Gameplay time stops when the engine is paused:
use Lenga\Engine\Core\Time;
$gameplaySeconds = Time::time();
$gameplayDelta = Time::deltaTime();
Real frame time keeps advancing even while paused:
use Lenga\Engine\Core\Time;
$realSeconds = Time::unscaledTime();
$realDelta = Time::unscaledDeltaTime();
Good rule of thumb:
- use
Time::deltaTime()for gameplay movement, animation, and timers - use
Time::unscaledDeltaTime()for pause-menu fades, cursor effects, and UI animation that should continue while paused
That means gameplay code usually freezes naturally during pause, while menu code can keep responding by switching to unscaled time where needed.
Why WaitForSeconds Freezes on Pause
WaitForSeconds uses gameplay time, not real time.

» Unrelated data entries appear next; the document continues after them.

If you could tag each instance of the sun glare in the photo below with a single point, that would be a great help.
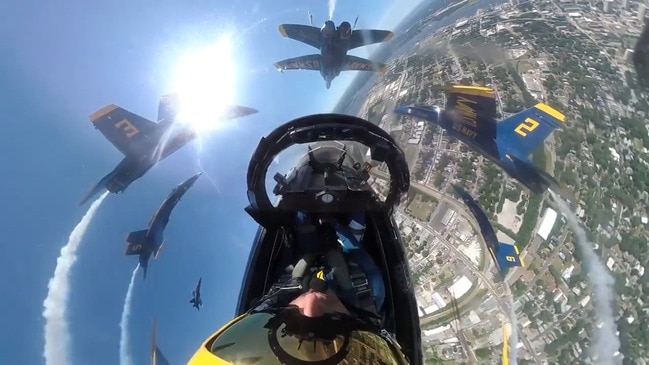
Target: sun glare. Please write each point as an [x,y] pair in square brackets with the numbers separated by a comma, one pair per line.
[204,81]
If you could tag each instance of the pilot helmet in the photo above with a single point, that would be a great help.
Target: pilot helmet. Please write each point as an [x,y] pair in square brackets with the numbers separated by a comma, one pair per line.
[286,336]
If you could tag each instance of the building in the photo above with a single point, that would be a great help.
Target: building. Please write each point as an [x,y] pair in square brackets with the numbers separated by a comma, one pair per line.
[549,218]
[628,55]
[608,6]
[641,11]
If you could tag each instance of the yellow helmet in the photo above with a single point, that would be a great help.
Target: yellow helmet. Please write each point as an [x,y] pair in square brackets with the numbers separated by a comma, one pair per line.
[285,336]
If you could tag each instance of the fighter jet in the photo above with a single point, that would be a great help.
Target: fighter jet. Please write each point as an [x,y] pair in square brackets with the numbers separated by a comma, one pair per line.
[504,255]
[641,57]
[470,116]
[329,183]
[333,43]
[196,296]
[149,241]
[143,142]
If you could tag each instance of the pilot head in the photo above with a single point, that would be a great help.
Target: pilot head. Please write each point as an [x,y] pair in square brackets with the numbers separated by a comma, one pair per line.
[345,30]
[329,29]
[315,328]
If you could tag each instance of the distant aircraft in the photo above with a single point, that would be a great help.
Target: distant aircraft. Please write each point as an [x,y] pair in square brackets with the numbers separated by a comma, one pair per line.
[641,57]
[503,254]
[196,294]
[470,116]
[333,43]
[149,241]
[143,142]
[157,358]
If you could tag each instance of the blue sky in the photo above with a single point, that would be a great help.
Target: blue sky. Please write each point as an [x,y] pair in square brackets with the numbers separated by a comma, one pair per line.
[66,59]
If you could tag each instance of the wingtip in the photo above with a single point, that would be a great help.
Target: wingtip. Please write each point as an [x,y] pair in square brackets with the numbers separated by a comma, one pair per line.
[102,112]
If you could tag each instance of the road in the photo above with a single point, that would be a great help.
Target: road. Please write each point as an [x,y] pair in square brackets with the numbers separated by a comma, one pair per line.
[455,205]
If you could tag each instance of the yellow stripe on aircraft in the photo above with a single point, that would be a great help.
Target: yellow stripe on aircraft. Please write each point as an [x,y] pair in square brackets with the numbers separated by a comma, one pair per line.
[102,112]
[203,356]
[519,255]
[550,110]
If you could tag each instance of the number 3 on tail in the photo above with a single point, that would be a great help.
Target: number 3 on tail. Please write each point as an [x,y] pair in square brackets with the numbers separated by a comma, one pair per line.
[528,125]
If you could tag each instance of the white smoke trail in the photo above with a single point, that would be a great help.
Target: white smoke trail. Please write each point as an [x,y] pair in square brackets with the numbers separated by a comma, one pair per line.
[513,336]
[57,336]
[606,343]
[124,357]
[332,8]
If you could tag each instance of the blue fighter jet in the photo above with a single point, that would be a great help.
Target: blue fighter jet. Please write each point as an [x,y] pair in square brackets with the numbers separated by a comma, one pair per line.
[196,296]
[149,241]
[470,116]
[504,255]
[333,43]
[144,143]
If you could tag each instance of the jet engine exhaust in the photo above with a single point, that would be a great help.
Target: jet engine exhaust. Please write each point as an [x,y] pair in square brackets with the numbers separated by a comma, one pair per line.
[57,333]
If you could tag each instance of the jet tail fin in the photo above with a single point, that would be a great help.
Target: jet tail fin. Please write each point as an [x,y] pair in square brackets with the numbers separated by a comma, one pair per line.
[524,131]
[127,131]
[137,241]
[353,63]
[508,256]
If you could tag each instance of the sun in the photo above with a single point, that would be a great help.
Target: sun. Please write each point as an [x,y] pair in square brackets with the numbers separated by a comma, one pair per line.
[204,82]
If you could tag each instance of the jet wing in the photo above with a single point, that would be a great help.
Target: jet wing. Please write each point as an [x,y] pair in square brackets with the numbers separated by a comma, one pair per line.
[127,131]
[364,37]
[310,62]
[303,33]
[353,63]
[238,111]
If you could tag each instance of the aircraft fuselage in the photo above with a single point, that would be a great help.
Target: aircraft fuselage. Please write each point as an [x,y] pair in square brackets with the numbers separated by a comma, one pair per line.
[132,168]
[525,171]
[333,49]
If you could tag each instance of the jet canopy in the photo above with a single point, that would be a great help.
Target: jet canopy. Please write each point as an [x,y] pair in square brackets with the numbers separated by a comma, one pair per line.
[329,170]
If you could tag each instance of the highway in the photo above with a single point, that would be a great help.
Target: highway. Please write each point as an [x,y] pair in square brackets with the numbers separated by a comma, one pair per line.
[458,207]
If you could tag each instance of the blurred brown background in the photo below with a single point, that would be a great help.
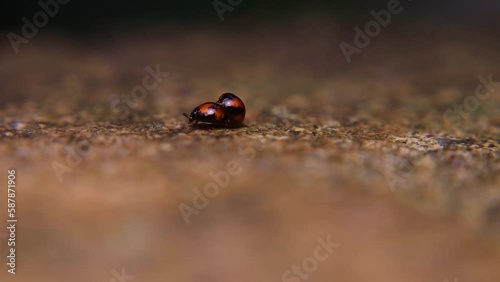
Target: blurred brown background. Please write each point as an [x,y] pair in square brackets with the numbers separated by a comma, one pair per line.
[393,156]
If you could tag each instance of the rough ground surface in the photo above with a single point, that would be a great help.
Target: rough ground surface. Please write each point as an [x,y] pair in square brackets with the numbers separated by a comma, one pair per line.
[359,152]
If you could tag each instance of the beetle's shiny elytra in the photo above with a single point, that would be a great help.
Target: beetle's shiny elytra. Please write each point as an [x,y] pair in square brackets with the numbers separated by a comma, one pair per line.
[228,111]
[234,107]
[210,113]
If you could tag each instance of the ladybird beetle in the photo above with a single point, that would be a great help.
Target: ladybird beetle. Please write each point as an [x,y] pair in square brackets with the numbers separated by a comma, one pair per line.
[234,107]
[228,111]
[209,113]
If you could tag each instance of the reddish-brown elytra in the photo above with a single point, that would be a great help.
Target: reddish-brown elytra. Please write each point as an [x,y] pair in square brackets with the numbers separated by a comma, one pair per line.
[234,107]
[209,113]
[228,111]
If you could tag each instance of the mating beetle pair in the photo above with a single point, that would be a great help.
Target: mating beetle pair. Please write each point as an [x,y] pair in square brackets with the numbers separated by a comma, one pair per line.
[228,111]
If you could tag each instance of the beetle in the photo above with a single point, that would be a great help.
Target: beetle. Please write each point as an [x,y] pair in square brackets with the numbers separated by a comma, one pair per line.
[234,107]
[209,113]
[227,111]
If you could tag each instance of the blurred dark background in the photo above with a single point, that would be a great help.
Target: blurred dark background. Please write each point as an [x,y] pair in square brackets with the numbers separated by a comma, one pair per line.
[93,15]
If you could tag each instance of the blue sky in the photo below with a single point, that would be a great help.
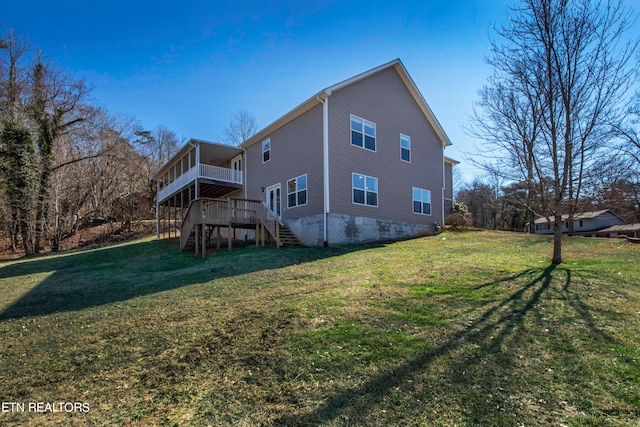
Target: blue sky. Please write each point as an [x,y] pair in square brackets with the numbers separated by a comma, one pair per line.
[190,65]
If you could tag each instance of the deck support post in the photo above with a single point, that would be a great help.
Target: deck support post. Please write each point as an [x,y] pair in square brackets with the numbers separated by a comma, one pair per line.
[196,244]
[204,240]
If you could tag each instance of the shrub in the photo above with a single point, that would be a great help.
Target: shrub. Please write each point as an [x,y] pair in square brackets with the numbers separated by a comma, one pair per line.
[459,218]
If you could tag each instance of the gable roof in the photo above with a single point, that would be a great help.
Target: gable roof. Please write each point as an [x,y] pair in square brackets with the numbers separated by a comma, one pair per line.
[319,97]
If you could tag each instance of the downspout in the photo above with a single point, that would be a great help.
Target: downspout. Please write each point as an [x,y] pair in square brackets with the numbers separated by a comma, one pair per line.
[325,164]
[444,185]
[158,209]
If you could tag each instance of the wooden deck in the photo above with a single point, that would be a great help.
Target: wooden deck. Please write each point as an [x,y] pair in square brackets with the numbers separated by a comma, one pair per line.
[233,213]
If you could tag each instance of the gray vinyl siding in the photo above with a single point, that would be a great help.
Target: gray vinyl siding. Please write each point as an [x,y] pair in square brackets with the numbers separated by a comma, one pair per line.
[296,149]
[385,100]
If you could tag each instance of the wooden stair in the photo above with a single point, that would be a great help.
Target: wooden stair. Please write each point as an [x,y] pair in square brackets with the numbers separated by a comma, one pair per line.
[287,238]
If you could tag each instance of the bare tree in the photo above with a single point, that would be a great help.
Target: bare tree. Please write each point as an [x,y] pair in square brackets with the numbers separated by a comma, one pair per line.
[241,127]
[560,76]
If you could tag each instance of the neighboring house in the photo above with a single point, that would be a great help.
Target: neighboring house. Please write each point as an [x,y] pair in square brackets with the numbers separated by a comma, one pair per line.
[583,223]
[629,230]
[360,161]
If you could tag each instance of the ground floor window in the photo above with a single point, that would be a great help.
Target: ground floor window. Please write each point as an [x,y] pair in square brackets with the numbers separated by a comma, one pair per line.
[421,201]
[365,189]
[297,191]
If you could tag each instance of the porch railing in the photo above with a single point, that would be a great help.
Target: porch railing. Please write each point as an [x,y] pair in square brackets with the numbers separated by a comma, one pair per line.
[226,212]
[202,170]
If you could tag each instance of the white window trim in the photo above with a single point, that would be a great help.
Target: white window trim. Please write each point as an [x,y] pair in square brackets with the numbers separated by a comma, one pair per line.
[365,191]
[297,191]
[268,140]
[402,148]
[364,122]
[430,202]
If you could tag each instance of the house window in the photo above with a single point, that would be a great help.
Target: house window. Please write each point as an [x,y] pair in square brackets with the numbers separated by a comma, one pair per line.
[365,189]
[363,133]
[266,150]
[297,191]
[405,148]
[421,201]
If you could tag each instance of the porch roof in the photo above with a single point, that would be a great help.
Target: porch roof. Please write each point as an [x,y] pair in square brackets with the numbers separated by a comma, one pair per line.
[211,153]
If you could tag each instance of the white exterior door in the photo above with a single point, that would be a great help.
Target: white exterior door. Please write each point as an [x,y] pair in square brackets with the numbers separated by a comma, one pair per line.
[273,199]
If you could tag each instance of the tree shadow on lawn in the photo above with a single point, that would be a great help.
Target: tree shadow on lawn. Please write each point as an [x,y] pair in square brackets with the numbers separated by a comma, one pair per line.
[86,279]
[499,335]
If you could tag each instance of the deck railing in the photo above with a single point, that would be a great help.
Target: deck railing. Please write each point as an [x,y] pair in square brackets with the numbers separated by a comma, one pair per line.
[202,170]
[226,212]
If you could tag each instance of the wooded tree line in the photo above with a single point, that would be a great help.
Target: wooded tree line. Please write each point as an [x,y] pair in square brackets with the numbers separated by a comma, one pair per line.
[498,206]
[66,162]
[557,116]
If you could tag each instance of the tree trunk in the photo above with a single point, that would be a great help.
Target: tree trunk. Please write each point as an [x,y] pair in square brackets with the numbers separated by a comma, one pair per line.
[557,246]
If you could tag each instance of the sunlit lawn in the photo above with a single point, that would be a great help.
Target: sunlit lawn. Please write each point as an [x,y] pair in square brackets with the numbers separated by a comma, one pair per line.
[469,328]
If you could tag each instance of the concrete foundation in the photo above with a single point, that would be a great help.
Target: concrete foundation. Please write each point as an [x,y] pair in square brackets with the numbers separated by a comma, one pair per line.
[349,229]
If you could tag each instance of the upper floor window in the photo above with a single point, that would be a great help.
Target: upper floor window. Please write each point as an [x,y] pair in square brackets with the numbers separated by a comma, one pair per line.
[365,189]
[297,191]
[266,150]
[363,133]
[421,201]
[236,164]
[405,148]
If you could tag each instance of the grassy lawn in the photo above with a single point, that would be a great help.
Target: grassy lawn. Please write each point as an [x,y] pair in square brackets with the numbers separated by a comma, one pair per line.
[460,329]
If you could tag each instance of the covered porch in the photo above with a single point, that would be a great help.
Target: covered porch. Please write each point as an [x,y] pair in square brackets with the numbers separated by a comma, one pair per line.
[200,169]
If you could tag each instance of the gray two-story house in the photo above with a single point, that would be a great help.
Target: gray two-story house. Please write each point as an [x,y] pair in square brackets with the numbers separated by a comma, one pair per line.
[362,160]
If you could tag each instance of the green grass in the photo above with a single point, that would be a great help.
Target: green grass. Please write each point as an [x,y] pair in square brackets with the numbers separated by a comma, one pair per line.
[471,328]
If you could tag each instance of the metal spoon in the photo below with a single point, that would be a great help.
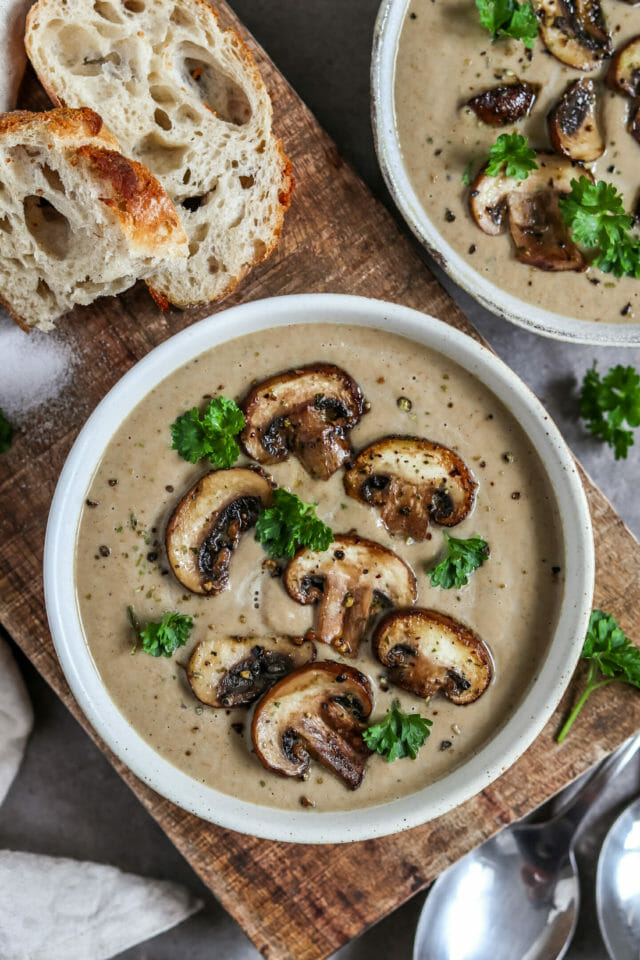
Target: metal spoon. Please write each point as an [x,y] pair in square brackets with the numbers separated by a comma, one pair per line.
[618,886]
[516,897]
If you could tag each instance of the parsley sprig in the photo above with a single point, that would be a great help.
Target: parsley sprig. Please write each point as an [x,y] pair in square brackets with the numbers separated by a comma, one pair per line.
[511,151]
[162,638]
[210,435]
[508,18]
[612,659]
[289,524]
[6,433]
[398,735]
[462,558]
[596,216]
[606,403]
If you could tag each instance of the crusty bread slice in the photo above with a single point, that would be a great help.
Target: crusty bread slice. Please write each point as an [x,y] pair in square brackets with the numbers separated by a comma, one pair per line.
[185,98]
[77,219]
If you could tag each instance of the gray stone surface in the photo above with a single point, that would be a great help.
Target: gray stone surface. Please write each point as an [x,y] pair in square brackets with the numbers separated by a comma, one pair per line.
[67,800]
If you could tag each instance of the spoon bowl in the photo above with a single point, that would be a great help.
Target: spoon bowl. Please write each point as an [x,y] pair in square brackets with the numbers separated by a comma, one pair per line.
[518,894]
[618,886]
[517,872]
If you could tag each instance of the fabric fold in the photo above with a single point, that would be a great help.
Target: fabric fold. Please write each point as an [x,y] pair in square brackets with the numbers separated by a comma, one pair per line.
[58,909]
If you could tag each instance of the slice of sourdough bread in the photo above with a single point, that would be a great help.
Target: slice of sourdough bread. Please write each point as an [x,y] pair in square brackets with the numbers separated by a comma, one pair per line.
[185,98]
[77,219]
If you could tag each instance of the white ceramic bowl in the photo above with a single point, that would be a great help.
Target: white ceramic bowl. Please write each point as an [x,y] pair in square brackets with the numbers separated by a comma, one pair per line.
[309,826]
[388,28]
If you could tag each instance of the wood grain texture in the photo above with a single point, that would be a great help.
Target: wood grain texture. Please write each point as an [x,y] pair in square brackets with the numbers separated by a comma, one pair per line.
[291,901]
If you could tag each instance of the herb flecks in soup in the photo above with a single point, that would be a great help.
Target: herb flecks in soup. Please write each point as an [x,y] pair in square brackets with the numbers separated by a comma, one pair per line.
[531,248]
[197,713]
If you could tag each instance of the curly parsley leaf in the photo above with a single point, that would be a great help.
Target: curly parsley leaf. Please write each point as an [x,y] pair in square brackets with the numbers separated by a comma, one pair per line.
[462,558]
[289,524]
[508,18]
[597,219]
[210,435]
[612,659]
[162,638]
[6,433]
[511,151]
[606,403]
[398,735]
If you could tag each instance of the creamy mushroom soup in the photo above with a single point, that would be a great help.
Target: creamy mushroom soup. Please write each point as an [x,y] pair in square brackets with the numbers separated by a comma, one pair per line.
[511,602]
[446,57]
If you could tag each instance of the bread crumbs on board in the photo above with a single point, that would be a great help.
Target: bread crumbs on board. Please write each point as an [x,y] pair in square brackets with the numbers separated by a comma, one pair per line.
[35,369]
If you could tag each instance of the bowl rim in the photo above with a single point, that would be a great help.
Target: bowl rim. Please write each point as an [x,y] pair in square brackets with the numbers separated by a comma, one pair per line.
[388,26]
[309,826]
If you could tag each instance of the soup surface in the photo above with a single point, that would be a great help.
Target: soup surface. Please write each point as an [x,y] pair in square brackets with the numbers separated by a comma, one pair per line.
[511,602]
[445,57]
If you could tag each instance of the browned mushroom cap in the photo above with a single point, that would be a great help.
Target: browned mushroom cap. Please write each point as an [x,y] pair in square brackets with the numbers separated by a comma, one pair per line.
[231,671]
[427,653]
[316,712]
[345,580]
[505,103]
[633,123]
[573,123]
[307,412]
[411,480]
[206,525]
[574,31]
[531,207]
[623,74]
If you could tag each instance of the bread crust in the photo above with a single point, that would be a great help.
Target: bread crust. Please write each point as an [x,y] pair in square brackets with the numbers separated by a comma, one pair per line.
[218,262]
[60,167]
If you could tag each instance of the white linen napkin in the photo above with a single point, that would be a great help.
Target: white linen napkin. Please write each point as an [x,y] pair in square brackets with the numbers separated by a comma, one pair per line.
[12,17]
[57,909]
[16,718]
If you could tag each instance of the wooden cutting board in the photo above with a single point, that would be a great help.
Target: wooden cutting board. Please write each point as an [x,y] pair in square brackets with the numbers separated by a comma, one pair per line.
[298,901]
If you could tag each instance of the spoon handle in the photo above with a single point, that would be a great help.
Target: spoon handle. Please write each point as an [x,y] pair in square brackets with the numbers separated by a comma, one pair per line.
[577,807]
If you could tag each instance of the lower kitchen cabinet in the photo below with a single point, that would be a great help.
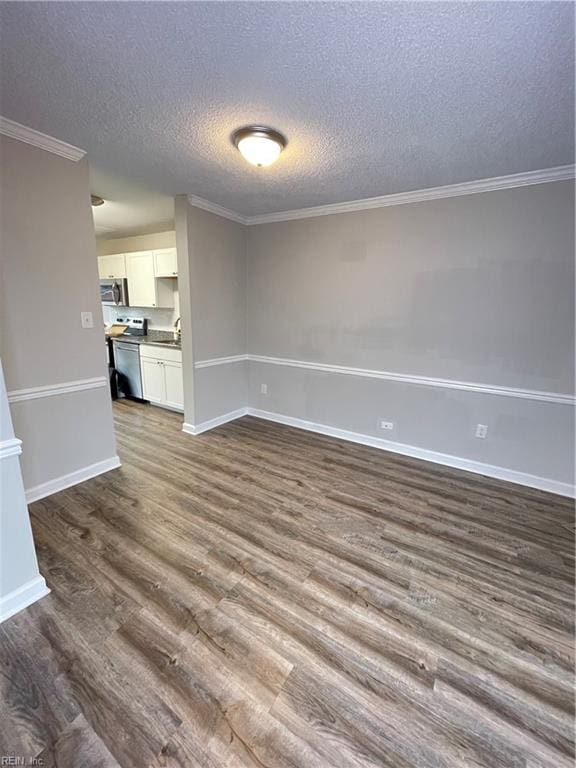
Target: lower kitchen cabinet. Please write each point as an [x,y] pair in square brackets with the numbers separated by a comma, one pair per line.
[162,382]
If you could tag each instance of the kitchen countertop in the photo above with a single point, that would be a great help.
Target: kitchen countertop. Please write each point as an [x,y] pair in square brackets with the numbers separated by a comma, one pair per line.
[157,338]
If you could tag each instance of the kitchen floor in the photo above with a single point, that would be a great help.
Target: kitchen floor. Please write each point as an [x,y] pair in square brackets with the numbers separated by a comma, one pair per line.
[264,596]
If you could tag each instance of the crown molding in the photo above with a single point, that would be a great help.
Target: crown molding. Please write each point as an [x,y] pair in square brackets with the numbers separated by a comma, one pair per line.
[560,173]
[206,205]
[29,136]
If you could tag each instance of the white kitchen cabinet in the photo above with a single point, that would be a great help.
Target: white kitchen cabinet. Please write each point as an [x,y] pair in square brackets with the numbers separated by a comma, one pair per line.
[153,383]
[112,267]
[174,384]
[165,263]
[162,381]
[144,289]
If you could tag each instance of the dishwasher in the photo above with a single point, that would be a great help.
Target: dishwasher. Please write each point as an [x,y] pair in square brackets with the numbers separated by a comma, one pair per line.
[127,364]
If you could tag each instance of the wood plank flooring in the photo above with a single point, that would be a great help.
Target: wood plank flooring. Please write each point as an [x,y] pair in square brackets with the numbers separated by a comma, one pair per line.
[262,596]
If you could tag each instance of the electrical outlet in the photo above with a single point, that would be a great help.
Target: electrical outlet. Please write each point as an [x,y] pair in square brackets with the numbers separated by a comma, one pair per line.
[86,319]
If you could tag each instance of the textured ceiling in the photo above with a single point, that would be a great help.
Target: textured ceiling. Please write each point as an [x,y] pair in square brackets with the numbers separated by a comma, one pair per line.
[375,98]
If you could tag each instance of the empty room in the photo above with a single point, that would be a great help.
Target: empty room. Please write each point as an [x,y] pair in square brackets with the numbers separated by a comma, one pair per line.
[287,344]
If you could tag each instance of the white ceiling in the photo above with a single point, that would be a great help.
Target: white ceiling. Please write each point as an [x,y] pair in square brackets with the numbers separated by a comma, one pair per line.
[375,98]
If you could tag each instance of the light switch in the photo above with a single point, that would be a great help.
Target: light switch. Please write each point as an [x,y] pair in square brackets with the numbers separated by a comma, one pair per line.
[87,319]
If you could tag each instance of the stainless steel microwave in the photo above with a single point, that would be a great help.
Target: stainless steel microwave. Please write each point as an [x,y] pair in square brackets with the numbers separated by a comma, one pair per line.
[114,292]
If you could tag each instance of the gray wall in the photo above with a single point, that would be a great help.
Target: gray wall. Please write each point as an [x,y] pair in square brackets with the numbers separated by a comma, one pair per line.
[49,276]
[212,263]
[476,289]
[18,565]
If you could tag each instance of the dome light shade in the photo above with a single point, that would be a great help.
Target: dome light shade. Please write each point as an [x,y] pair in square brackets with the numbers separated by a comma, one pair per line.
[258,145]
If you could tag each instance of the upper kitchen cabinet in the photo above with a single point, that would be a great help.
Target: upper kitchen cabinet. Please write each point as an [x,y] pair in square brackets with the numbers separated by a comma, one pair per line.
[112,267]
[165,263]
[144,289]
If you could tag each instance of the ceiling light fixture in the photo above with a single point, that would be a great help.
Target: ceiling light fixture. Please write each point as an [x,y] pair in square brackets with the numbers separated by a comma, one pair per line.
[259,145]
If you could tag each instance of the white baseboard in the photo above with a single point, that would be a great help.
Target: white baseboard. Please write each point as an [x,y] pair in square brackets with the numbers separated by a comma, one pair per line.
[197,429]
[479,468]
[21,598]
[66,481]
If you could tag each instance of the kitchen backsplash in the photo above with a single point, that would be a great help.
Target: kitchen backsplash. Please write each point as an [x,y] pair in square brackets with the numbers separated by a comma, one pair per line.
[158,319]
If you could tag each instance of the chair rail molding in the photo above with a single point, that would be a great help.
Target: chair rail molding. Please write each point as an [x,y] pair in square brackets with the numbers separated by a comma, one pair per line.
[20,132]
[10,447]
[404,378]
[50,390]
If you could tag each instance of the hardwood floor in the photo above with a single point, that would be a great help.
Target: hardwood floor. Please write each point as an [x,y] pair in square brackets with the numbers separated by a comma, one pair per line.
[264,596]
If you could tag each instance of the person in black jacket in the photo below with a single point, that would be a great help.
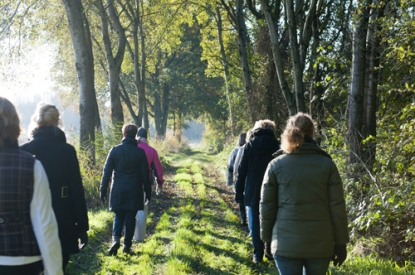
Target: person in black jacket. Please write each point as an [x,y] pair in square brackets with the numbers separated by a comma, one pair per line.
[59,159]
[256,155]
[127,164]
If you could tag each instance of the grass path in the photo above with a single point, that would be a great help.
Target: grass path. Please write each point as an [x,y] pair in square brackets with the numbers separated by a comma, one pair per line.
[192,229]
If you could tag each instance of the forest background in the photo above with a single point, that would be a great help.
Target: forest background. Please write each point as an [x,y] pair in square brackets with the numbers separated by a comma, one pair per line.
[228,63]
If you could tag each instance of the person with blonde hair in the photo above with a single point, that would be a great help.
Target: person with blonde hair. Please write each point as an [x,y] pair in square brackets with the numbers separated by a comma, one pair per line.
[303,212]
[48,144]
[256,155]
[127,165]
[28,230]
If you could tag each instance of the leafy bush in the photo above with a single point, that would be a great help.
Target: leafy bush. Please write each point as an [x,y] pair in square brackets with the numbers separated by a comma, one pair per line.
[381,201]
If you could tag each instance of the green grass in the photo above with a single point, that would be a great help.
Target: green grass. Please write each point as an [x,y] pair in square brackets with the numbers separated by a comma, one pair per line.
[198,233]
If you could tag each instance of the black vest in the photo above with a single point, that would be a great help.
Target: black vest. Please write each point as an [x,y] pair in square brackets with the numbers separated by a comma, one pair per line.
[17,237]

That means this coroutine pauses cleanly with the rest of the game:
use Lenga\Engine\Core\Behaviour;
use Lenga\Engine\Core\WaitForSeconds;
final class RoundIntro extends Behaviour
{
public function start(): void
{
$this->startCoroutine($this->runIntro());
}
private function runIntro(): \Generator
{
$this->showLabel('Ready');
yield new WaitForSeconds(1.0);
$this->showLabel('Go');
yield new WaitForSeconds(0.5);
$this->hideLabel();
}
private function showLabel(string $value): void
{
}
private function hideLabel(): void
{
}
}
If the player pauses halfway through that sequence, the coroutine waits until the game resumes.
That is usually what you want for gameplay timing.
Pause Menus Usually Want Unscaled Time
A pause menu often still wants subtle animation or transitions.
For example, this fade continues while the world is paused:
use Lenga\Engine\Core\Behaviour;
use Lenga\Engine\Core\Time;
final class PauseMenuPulse extends Behaviour
{
public float $pulse = 0.0;
public function update(): void
{
$this->pulse += Time::unscaledDeltaTime() * 2.0;
}
}
The gameplay world is frozen, but the menu still feels alive.
This is also the key to unpausing cleanly: Behaviours still receive update(), but gameplay-time-driven code does not keep progressing unless it explicitly uses unscaled time.
What Pause Is Good At Today
Use engine pause for:
- pause menus
- settings overlays opened mid-game
- photo-mode style freezes
- countdowns or cut-ins that should stop when the player pauses
- temporary developer inspection of a live scene
What Pause Does Not Mean
Pause is not the same thing as:
- disabling a single component
- muting audio only
- hiding input from one Behaviour
- creating bullet-time or slow motion
Those are different features.
Pause is a clean boolean state. Build slow motion, hit stop, or other time effects through the time system instead of scattering ad hoc checks across components.
How Pause Behaves
WaitForSecondsrespects engine pauseTime::time()andTime::deltaTime()freeze while pausedTime::unscaledTime()andTime::unscaledDeltaTime()continue while pausedupdate()andlateUpdate()still run while pausedfixedUpdate()does not run while paused- UI still renders and can still respond
- audio sources pause and resume with the engine
- editor Step runs one simulation frame while pause state remains
true - Behaviours that return early on
Application::isPaused()will skip that stepped frame too
If you are building a pause menu, this is the mental model to keep in mind: freeze gameplay, not the application.